Antiverstaatlichungsrhetorik

Bonanza fragt
Wozu soll eine Einheitskrankenkasse gut sein?


Tigra sagt
Das fragen sich im Moment jene 35 bis 45 Prozent aller Schweizer Stimmberechtigten, die am Ende tatsächlich abstimmen, auch. Sie soll Kosten im Gesundheitsbereich sparen, sagen die Befürworter, und: Die Krankenkassenprämien sollen günstiger werden. Zumindest für jene, die es nötig hätten. Die Initiative hat aber keine Chance. Generell gilt: Alle sind dagegen, ausser die Linken (SP, Grüne und ein paar Gewerkschaftler - nur ein paar).
Für die Linken ist die Initiative ein Alptraum.
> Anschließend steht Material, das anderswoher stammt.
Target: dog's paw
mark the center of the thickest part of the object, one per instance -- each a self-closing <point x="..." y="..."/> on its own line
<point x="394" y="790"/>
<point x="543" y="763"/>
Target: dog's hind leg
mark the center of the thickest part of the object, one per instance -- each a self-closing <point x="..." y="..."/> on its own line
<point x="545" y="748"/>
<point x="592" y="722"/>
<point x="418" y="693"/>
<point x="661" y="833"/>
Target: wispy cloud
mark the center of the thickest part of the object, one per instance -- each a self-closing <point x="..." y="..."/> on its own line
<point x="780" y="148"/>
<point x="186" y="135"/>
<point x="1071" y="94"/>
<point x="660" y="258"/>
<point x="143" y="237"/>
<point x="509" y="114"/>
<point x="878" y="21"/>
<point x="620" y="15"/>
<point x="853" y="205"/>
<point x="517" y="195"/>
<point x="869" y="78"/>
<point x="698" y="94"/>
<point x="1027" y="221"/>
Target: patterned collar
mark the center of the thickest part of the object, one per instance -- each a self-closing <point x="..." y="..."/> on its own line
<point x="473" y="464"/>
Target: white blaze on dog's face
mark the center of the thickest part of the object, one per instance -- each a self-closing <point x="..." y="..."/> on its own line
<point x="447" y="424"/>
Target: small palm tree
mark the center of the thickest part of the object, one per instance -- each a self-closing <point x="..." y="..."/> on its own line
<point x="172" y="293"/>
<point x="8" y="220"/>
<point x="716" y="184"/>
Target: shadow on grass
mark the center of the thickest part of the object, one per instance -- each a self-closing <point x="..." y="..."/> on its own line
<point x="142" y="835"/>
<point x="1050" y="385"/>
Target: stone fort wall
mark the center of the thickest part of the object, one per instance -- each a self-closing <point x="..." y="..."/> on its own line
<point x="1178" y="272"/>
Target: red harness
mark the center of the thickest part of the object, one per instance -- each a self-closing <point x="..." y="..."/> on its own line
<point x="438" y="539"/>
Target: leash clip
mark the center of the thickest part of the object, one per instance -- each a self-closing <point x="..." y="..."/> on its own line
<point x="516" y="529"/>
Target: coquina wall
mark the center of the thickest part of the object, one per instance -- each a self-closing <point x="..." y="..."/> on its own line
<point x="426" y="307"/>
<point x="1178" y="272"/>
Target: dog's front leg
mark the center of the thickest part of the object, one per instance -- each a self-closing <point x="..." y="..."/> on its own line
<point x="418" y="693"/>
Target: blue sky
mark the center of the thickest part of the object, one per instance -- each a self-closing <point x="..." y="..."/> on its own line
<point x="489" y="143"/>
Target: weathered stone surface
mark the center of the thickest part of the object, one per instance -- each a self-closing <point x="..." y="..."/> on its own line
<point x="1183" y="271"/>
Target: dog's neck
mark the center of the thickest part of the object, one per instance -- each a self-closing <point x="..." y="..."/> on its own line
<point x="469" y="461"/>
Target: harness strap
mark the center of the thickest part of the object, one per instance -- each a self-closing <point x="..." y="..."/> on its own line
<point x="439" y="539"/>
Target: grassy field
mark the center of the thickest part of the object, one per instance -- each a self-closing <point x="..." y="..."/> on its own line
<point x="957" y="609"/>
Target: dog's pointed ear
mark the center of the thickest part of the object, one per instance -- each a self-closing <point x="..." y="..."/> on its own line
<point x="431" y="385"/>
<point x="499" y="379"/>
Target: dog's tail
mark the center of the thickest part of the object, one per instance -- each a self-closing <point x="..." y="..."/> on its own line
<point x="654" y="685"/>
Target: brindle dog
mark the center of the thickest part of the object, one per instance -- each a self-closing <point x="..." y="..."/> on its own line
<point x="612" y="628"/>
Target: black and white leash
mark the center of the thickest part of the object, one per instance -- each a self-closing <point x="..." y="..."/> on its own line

Erstens ist die SP gespalten: Die Deutschschweizer SPler wollten eigentlich nicht mitmachen, die welschen aber schon. Zweitens hält die SP eine Studie zurück, die belegen sollte, dass die Mehrheit aller Prämienzahler von einer Einheitskasse profitieren sollen. In Wahrheit sieht wohl das Resultat der Studie anders aus. Derweil hat der Krankenkassenverband Santé Suisse selber eine Studie machen lassen, die nicht nur veröffentlicht worden ist, sondern auch belegen soll, dass die Initiative die Prämienzahler teuer zu stehen käme. Dazu kommen Wettbewerbsgeschwafel und Antiverstaatlichungsrhetorik von Liberalen (FDP und z.T. CVP) und Pseudo-Liberalen (SVP), die das unsichere Stimmvolk am Ende auf ihre Seite ziehen werden. Denn am Anfang dachten alle: Das ist eine super Idee, eine anstatt 87 Krankenkassen, so sparen wir Geld und die Prämien fallen. Und jetzt - kurz vor der Abstimmung - weiss niemand mehr, was Sache ist. Man ist unsicher, und was macht der Schweizer, wenn er unsicher ist? Er sagt Ja zum Status Quo, beziehungsweise Nein zur Veränderung. In diesem Falle würde ich das auch so machen, trotzdem werde ich ein Ja in die Urne legen - ein "Protest-Ja". Denn abgelehnt wird die Initiative sowieso.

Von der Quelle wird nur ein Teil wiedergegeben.